セキュリティベンダーによっては、緊急性の高いウイルスや脆弱性が発見されるとメールニュースやRSSなどで情報を配信しているところもある。休暇前にこうしたサービスに登録しておけば、休暇中は携帯電話などで最新のセキュリティ情報を知ることができる。

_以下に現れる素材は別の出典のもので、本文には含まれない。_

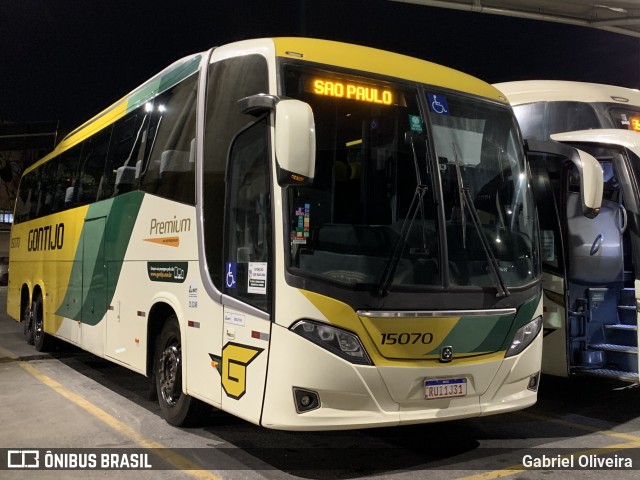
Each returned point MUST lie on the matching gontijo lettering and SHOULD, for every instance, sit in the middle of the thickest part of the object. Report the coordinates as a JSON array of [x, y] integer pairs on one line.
[[49, 237], [352, 91]]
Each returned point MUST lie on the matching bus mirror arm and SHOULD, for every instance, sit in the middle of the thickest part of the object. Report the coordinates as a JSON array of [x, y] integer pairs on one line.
[[295, 142], [589, 169], [258, 104]]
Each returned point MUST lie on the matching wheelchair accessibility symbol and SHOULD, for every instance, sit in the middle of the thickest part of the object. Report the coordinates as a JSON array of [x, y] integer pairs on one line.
[[438, 104], [231, 275]]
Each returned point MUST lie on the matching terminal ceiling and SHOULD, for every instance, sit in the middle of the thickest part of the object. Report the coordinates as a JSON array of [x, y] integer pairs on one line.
[[619, 16]]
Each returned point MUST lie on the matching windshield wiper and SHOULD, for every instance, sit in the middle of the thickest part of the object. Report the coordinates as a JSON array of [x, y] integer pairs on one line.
[[417, 203], [466, 200]]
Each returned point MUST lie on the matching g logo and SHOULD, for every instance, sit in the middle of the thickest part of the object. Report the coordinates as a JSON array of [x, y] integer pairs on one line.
[[446, 354], [232, 367]]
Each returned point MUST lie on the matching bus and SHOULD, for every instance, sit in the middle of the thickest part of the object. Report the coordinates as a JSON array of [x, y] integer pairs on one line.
[[590, 267], [303, 233]]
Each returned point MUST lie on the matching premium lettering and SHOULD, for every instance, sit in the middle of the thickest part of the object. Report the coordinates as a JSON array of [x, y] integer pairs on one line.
[[176, 225]]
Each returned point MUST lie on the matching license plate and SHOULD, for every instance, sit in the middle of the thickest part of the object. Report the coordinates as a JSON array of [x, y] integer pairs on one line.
[[445, 388]]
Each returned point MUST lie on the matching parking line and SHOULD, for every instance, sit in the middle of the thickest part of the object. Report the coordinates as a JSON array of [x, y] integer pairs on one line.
[[587, 428], [169, 456]]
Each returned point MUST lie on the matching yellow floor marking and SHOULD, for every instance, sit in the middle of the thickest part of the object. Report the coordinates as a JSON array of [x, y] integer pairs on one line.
[[168, 455]]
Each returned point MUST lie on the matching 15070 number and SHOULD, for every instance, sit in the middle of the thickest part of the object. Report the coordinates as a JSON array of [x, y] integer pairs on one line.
[[406, 338]]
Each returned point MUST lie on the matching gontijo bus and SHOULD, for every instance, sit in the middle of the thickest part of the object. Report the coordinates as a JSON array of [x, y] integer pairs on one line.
[[306, 234], [590, 266]]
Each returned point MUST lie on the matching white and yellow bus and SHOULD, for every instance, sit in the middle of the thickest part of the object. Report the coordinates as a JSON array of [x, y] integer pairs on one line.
[[303, 233], [590, 266]]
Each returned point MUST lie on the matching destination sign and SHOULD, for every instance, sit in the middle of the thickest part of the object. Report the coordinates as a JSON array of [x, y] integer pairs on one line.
[[353, 91]]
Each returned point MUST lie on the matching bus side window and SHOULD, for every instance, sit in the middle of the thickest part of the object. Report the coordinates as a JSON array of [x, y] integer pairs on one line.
[[66, 180], [170, 168], [120, 170], [92, 166]]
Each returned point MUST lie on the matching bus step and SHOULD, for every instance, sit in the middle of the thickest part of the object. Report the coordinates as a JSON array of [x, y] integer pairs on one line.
[[622, 326], [626, 307], [609, 347], [616, 374]]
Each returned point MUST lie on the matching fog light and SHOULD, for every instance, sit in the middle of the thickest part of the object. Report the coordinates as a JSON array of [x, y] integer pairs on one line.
[[305, 400], [534, 382]]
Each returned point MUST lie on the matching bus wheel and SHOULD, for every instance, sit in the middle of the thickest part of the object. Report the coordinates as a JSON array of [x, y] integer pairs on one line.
[[41, 340], [178, 408], [27, 319]]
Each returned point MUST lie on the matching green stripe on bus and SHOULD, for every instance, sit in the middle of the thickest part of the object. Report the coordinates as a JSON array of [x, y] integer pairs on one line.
[[99, 257]]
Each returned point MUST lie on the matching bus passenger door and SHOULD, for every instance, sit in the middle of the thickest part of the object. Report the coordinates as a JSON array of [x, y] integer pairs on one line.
[[546, 172], [248, 280], [243, 365], [94, 287]]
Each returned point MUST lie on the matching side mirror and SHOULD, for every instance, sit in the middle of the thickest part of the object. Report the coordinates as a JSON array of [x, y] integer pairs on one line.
[[589, 169], [295, 140]]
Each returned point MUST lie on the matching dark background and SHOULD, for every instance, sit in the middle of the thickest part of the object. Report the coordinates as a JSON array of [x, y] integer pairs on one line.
[[68, 59]]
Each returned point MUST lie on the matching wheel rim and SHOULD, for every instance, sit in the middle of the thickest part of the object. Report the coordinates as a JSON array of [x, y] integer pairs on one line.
[[27, 318], [169, 374], [37, 323]]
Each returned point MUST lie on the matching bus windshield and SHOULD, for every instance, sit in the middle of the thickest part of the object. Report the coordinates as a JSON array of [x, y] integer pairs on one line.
[[387, 206]]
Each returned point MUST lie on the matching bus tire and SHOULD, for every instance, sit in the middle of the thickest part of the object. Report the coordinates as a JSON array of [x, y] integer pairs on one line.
[[41, 340], [178, 408]]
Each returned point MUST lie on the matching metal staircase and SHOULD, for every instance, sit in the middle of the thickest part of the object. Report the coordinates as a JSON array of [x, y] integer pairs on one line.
[[613, 332]]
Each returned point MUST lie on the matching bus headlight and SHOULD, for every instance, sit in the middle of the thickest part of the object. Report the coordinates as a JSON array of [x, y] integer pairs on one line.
[[345, 344], [524, 336]]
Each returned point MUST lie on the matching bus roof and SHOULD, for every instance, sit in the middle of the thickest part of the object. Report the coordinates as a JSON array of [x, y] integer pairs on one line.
[[530, 91], [313, 50]]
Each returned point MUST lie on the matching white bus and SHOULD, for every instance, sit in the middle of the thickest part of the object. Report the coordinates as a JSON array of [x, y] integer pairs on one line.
[[590, 267], [303, 233]]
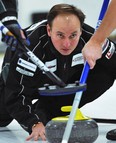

ラックなどネットワークセキュリティサービスを提供しているベンダーでは、24時間体制でセキュリティインシデントを監視しているため、緊急時に迅速な対処と管理者への連絡を行っている。全社休業をするような企業では、こうした外部のセキュリティサービスを活用するのも選択肢の1つになるだろう。
緊急事態が発生した場合には、休暇前に確認(もしくは作成)した体制を速やかに構築して、関係各所との緊密な連絡や行動を徹底する。
休暇後は、休み中にどのようなセキュリティパッチがリリースされたのか、世界のどのような地域でセキュリティインシデントが発生したのかを再確認する。社員が一斉に出社する前には、電源をオフにした機器の再起動やセキュリティ状態のチェックも必要になる。
全社員に対して、PCなどを使用する前にセキュリティ状態を確認するように呼びかける。特にOSのアプリケーションのアップデート、ウイルス対策ソフトの定義ファイル情報に注目してもらい、速やかに最新の状態にすることが望ましい。なお、Microsoftによる月例アップデートが8月13日に予定されている。お盆休みでWindowsなどのアップデートができない場合は、休暇後になるべく早いアップデート作業を心がけるべきだろう。
自宅などにPCへ持ち帰っていた場合には、社内ネットワークに接続する前にセキュリティ対策機能の設定の確認やウイルススキャンを必ず実行してもらい、管理者が安全を確認した状態でセットワークへの接続を許可する。
特にPCの持ち出しなどを許可している場合には、セキュリティチェックを呼びかける際に「○○○の地域や国へPCを持ち出した人は、必ず管理者に報告すること」と一言添えるのが効果的だと、黒木氏はアドバイスする。
「最近は特定の地域やアプリケーションを標的にした攻撃が増加し、さらには社会的なイベントなどに連動して攻撃する手口も目立つ。例えば北京五輪などに関連した手口には気をつけていただきたい」(同氏)
過去には標的を絞った攻撃や大規模なウイルス被害が夏季に発生している点も要注意だ。2007年8月には、日本のPC利用者を狙ったと推測されるフリー圧縮ツール「Lhasa」やワープロソフト「一太郎」のゼロデイ攻撃が仕掛けられたのは記憶に新しいところだ。